Before attending parenting workshops, you can check the specific content of each session to make sure they will be useful to you and also check the qualifications of the people providing the workshop. The organization should be composed of qualified professionals who are well-trained in family and/or child development and, ideally, parents themselves.

Monday, February 2, 2009

PARENTING - A LASTING CAREER

You need not attend any interviews and fill no application forms, though it is one of the most demanding and rewarding careers. Without the benefit of selection criteria, we discover that to be good parents, we need many skills and abilities that we do not learn at school. Some people hope that these skills will show up in the delivery room together with their first born. Others say you either have them or you don't. I believe that the magic of pregnancy and childbirth is not enough to make us parents and we can and should develop these skills over time.

If we had to advertise for a parenting position, the job description would include all of the following:

Nurse
Cleaner
Teacher
Financial Controller
Cook
Psychologist
Taxi driver

If you review your life, you will discover that school, where you spent many valuable years, did not prepare you for your most valuable career in life - being a parent. However, your parents either by being a positive role model ora negative role model contributed the most to your parenting abilities (or disabilities).

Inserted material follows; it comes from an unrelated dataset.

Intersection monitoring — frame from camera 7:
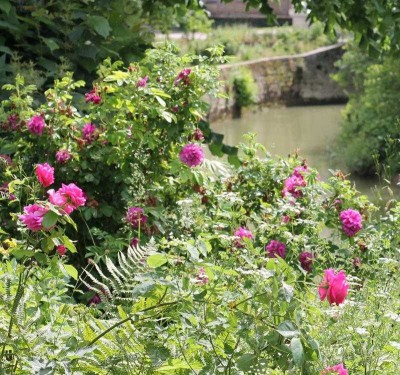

It would not be fair to say that school contributed nothing to my becoming the parent I am today. My food studies teacher was very strict about cleaning after ourselves and I had way too many teachers that taught me in great details how a teacher should never be, but I am not sure I needed 12 years for that.

Rules of being a good parent are not engraved in stone but have evolved over time with different cultural, social and emotional needs. Unfortunately, the place where we spend most of our learning years is not preparing us well. Due to this, many parents and their kids face difficulties with their health, relationships and finance.

If you ever think of your teen as one day becoming a parent, remember that you are the most valuable contributor to their future success as a parent.
Be the parent you want your kids to be!